Description of problem: On my 5-nodes cluster, I'm able to mount my GFS filesystem on 4 nodes, but on sam56, mount blocks ("ps" show it is in state "D"). My nodes are named sam12, sam16, sam17, sam56 and sam57. Version-Release number of selected component (if applicable): GFS-6.0.2.27-0 on 5 nodes (2 nodes are x86_64, 3 nodes are i686) How reproducible: Just one time. When I reboot all the cluster, it works again. Steps to Reproduce: 1. start GFS on 5 nodes Actual results: With "gulm_tool nodelist localhost", I see: - that all nodes except sam56 think that 1/ sam12 is the master 2/ sam16, sam17, sam57 are slaves 3/ sam56 is not in the list - sam56 think that sam16 is arbitrating. sam56 is unable to mount the GFS filesystem. Expected results: sam56 is able to mount the GFS filesystem like others nodes. Additional info: in cluster.ccs: lock_gulm { servers=["sam12.toulouse","sam16.toulouse","sam17.toulouse","sam56.toulouse","sam57.toulouse"]

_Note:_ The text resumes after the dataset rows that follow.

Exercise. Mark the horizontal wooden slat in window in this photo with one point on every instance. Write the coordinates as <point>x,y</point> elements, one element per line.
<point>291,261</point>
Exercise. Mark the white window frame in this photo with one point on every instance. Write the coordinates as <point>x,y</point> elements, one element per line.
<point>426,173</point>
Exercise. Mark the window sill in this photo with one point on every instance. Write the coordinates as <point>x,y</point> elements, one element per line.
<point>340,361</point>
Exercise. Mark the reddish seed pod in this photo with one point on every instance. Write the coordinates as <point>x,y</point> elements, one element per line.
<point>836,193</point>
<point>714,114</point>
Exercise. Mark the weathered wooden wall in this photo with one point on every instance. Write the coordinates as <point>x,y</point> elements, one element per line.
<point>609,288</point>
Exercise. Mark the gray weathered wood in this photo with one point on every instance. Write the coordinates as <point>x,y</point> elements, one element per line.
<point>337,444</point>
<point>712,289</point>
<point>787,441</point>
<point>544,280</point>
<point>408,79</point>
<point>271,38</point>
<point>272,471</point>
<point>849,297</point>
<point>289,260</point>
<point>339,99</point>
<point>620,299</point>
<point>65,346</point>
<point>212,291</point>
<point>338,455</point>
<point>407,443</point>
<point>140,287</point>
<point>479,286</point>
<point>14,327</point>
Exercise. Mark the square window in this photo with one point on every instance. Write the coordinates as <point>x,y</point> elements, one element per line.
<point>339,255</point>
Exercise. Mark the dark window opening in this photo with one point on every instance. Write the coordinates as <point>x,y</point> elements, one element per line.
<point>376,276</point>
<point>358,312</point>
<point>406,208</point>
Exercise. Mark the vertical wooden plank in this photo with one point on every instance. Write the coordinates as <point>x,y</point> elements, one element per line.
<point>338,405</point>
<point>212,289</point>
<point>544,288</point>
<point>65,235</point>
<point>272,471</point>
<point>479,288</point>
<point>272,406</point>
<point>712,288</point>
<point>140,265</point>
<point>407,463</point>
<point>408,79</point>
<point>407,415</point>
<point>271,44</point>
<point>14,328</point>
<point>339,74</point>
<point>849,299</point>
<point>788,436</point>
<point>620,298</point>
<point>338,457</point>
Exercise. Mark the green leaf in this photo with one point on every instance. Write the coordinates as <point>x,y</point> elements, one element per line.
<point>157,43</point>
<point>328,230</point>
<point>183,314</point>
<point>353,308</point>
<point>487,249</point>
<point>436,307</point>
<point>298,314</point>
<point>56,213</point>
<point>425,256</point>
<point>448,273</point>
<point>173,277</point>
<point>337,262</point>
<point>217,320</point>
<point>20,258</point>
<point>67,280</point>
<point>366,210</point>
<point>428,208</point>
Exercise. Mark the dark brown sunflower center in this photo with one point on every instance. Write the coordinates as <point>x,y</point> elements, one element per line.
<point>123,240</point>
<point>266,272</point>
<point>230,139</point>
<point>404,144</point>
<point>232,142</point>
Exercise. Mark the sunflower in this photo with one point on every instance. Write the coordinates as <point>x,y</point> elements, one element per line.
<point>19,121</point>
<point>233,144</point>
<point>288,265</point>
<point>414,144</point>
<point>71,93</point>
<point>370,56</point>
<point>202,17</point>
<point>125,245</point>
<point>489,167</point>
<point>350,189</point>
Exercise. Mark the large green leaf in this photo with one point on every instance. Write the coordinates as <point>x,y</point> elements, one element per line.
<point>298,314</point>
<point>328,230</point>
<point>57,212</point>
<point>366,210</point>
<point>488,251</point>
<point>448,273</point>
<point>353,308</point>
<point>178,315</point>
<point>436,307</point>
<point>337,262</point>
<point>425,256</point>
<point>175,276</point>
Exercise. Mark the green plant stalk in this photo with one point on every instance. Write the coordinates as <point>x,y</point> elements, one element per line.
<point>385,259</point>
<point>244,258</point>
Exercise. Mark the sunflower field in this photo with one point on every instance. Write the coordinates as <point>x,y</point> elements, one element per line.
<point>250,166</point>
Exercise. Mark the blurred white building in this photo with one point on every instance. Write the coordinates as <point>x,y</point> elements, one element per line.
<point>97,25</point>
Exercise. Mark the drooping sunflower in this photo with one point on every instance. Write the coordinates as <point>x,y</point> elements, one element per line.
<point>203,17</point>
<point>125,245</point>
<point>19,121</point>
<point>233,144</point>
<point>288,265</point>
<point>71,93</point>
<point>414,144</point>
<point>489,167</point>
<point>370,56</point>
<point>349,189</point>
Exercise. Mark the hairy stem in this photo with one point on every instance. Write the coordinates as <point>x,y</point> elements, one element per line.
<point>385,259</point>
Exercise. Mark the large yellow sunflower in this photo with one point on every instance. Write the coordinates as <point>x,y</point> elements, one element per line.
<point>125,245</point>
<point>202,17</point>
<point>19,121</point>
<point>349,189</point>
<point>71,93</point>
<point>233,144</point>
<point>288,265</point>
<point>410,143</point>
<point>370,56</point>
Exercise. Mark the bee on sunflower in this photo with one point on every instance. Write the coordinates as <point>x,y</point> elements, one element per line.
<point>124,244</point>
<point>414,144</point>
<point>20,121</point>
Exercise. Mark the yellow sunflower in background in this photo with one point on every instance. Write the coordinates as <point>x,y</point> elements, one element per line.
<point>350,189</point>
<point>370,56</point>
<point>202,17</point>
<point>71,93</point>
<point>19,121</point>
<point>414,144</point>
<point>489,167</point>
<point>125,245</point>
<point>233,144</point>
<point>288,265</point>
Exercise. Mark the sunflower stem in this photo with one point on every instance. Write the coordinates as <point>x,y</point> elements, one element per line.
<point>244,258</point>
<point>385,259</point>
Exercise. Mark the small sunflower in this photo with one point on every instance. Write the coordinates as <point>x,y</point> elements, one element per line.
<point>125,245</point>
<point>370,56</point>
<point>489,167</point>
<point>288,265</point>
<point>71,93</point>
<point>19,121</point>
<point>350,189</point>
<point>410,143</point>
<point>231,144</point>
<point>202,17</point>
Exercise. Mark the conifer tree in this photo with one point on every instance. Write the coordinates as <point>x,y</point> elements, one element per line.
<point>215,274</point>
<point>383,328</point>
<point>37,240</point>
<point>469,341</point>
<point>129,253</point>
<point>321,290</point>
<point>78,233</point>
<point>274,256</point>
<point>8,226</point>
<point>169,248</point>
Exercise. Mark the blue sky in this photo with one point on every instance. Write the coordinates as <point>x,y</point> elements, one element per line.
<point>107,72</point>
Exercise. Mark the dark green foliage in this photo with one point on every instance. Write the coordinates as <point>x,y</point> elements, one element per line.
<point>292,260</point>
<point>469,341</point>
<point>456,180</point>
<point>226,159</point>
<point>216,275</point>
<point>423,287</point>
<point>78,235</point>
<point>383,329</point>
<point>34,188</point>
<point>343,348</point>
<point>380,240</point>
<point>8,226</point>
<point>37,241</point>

Created attachment 126886 [details] syslog-gulm-sam12
Created attachment 126887 [details] syslog-gulm-sam16
Created attachment 126888 [details] syslog-gulm-sam56
It appears the problem occured because sam56 thought that sam16 was the master, but sam16 actually became a slave to sam12. A workaround to this problem is to just restart lock_gulmd on sam56. I'll work on a patch to fix this issue.
This should not be occuring any more w/ the latest GFS. Please re-open if this becomes an issue.